Ce réaménagement de l’aile Est du Louvre s’inscrit dans un projet plus large, baptisé « Louvre Nouvelle renaissance », lancé en janvier 2025 par le président de la République Emmanuel Macron. Doté d’un budget global évalué à 1,15 milliard d’euros par la Cour des comptes, ce plan prévoit également une rénovation complète du bâtiment, dont les équipements sont jugés vétustes – un constat aggravé par le cambriolage spectaculaire du 19 octobre 2025, qui avait mis en lumière les failles de sécurité du musée.

Parmi les principales innovations prévues figure la création de nouveaux accès pour les visiteurs, notamment via la Grande Colonnade, située à l’est du palais. Cette entrée supplémentaire permettra de désengorger l’afflux actuel concentré autour de la pyramide de verre, symbole du musée depuis son inauguration en 1989. Le projet inclut aussi une nouvelle salle spécifiquement dédiée à La Joconde, dont l’accueil actuel est souvent critiqué pour son manque de confort et de fluidité.

Un processus de sélection marqué par des reports et des tensions

Le concours d’architecture avait été officiellement lancé le 27 juin 2025, mais la désignation des lauréats avait été reportée au 12 février 2026. Le ministère avait justifié ce délai par « la qualité et la richesse des propositions reçues », dans un contexte social déjà tendu au sein du musée. Les syndicats, qui dénoncent un « chantier pharaonique » éloigné des priorités, avaient en effet multiplié les mobilisations contre ce projet, jugé trop coûteux et déconnecté des besoins immédiats des agents.

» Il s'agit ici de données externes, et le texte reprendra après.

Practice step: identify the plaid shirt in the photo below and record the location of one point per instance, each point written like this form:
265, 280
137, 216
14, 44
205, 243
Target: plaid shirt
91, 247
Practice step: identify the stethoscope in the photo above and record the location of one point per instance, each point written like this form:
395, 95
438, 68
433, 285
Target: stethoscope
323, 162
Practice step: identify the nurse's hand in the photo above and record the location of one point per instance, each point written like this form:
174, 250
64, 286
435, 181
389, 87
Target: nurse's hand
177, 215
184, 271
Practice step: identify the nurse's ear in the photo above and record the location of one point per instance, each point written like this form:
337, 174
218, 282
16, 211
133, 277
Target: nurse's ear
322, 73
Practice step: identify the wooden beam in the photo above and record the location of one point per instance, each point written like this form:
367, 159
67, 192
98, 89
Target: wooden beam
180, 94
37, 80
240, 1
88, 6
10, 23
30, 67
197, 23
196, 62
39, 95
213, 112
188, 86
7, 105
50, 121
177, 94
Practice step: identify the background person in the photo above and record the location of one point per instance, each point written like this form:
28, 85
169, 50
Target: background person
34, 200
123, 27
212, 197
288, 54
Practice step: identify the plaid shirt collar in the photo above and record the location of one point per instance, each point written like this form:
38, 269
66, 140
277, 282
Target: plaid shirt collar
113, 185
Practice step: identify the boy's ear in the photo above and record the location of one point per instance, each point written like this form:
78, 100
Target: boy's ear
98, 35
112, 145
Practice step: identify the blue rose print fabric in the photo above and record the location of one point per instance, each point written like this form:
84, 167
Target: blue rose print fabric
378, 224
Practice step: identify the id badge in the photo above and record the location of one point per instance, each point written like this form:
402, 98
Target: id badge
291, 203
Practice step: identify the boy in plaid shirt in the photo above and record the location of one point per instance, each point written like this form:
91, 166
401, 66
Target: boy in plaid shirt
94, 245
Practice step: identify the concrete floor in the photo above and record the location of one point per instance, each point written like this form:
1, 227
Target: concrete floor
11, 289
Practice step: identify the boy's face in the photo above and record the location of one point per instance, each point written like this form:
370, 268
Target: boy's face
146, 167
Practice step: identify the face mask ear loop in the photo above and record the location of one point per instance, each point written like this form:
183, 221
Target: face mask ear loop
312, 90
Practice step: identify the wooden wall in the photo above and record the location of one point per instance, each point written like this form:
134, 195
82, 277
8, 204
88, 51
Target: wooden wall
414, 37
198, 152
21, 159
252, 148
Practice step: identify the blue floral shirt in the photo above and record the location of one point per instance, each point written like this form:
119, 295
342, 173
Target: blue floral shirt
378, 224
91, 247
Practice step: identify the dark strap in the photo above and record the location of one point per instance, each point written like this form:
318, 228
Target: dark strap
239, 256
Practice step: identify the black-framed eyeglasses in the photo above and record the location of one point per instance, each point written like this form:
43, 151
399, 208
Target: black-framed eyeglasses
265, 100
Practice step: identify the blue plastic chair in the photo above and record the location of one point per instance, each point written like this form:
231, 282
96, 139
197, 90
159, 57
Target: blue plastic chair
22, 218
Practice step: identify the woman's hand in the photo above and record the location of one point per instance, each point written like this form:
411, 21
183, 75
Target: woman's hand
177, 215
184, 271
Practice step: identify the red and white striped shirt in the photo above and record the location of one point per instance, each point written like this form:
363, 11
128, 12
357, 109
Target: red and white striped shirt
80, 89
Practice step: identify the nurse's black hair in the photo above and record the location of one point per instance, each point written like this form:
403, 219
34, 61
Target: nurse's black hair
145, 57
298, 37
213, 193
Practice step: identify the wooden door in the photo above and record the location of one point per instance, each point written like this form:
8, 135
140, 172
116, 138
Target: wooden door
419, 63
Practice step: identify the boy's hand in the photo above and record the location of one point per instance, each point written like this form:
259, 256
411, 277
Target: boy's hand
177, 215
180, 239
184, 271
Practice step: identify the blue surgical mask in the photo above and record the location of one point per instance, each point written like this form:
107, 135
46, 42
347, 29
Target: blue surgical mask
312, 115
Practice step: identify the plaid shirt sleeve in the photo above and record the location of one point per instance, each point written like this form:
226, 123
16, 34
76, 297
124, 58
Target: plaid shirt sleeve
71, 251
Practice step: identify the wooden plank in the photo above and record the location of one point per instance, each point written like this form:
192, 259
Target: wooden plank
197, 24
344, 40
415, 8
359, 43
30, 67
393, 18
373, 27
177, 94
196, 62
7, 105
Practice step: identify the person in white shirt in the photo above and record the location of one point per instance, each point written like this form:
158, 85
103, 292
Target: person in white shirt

La concertation annoncée pour les « mois à venir » devrait permettre d’affiner certains aspects du projet, notamment en intégrant les retours des équipes du Louvre et des associations de visiteurs. Pour l’heure, aucune date précise n’a été communiquée quant au début des travaux, dont la durée pourrait s’étendre sur plusieurs années.

Et maintenant ?

Une fois la période de concertation achevée, le ministère de la Culture devrait finaliser le calendrier des travaux et lancer les appels d’offres nécessaires à leur réalisation. Les syndicats, eux, pourraient maintenir leur opposition, notamment si les engagements budgétaires ou les priorités du projet venaient à être révisés. Pour les visiteurs, l’attente portera sur l’amélioration de l’expérience de visite, avec notamment une meilleure répartition des flux et des espaces plus adaptés aux œuvres majeures comme La Joconde. Reste à voir si ce chantier ambitieux parviendra à concilier innovation architecturale, respect du patrimoine et accessibilité pour le public le plus large.

L’enjeu sera également de suivre l’évolution du budget, alors que la Cour des comptes a pointé le risque de dépassements. Enfin, la question de la sécurité, centrale depuis le cambriolage de 2025, devra trouver des réponses concrètes dans la conception des nouveaux espaces.

À ce stade, aucune date de début des travaux n’a été annoncée. Une période de concertation doit s’ouvrir dans les prochains mois, mais le ministère n’a pas précisé d’échéance pour le lancement effectif du chantier.

Les syndicats dénoncent un projet jugé trop coûteux (1,15 milliard d’euros pour l’ensemble du plan « Louvre Nouvelle renaissance ») et déconnecté des priorités immédiates du musée, comme la rénovation des espaces de travail des agents ou la modernisation des équipements de sécurité.